Yurt Müdürü, yardımcısı ve iki personeli de bize eşlik ediyordu. Çay, kahve, sohbet muhabbet derken saat 22.00'yi buldu. Müdür beye teşekkür edip vedalaştık. Ardından yarın da yorulacağız diyerek dağılmadan herkesi yatmaya gönderdim. Onlar çekilince biz de odamıza çekilip uyuduk.

Sabah kahvaltısı yine Denizli Öğrenci Yurdundandı. Saat 10 gibi Pamukkale istikametine koyulduğumuzda yol boyu gördüğümüz bu modern şehir hakkında, çok daha olumlu düşüncelere sahip olmuştuk. Denizli’nin biraz dışında, Laodicia antik kentinin tabelası bizi uyardı. Hemen dümeni oraya kırdık ve önce orayı gezdik.

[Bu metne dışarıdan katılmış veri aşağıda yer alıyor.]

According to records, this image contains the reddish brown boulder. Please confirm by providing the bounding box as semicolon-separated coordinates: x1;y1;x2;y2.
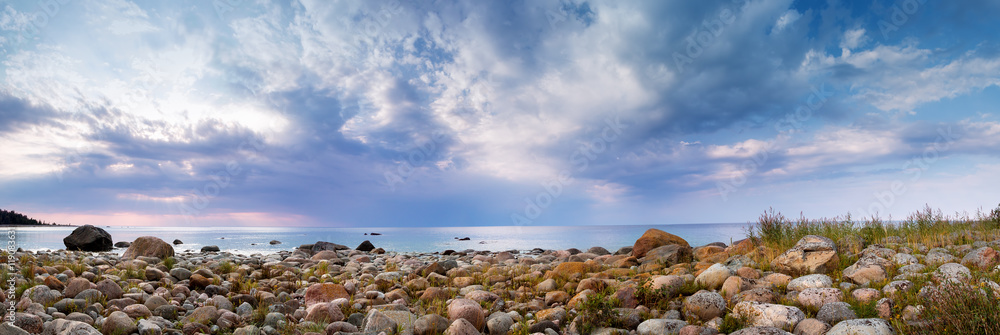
122;236;174;259
632;228;691;258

Laodikeia kentinin adı antik kaynaklarda daha çok “Lykos'un kıyısındaki Laodikeia” şeklinde geçiyormuş. MÖ. 261-263 yılları arasında II. Antiokhos tarafından kurulmuş ve kente Antiokhos'un karısı Laodike'nin adı verilmiş. Zamanında Anadolu'nun en önemli ve ünlü kentlerinden biriymiş. Romalılar da Laodikeia'ya özel bir önem vermişler.  Laodikeia halkının da katkılarıyla kentte çok sayıda anıtsal yapı yapılmış. Küçük Asyanın 7 ünlü kilisesinden biri de bu kentte imiş. Ancak, MS. 60 yılında meydana gelen çok büyük bir deprem kenti yerle bir etmiş.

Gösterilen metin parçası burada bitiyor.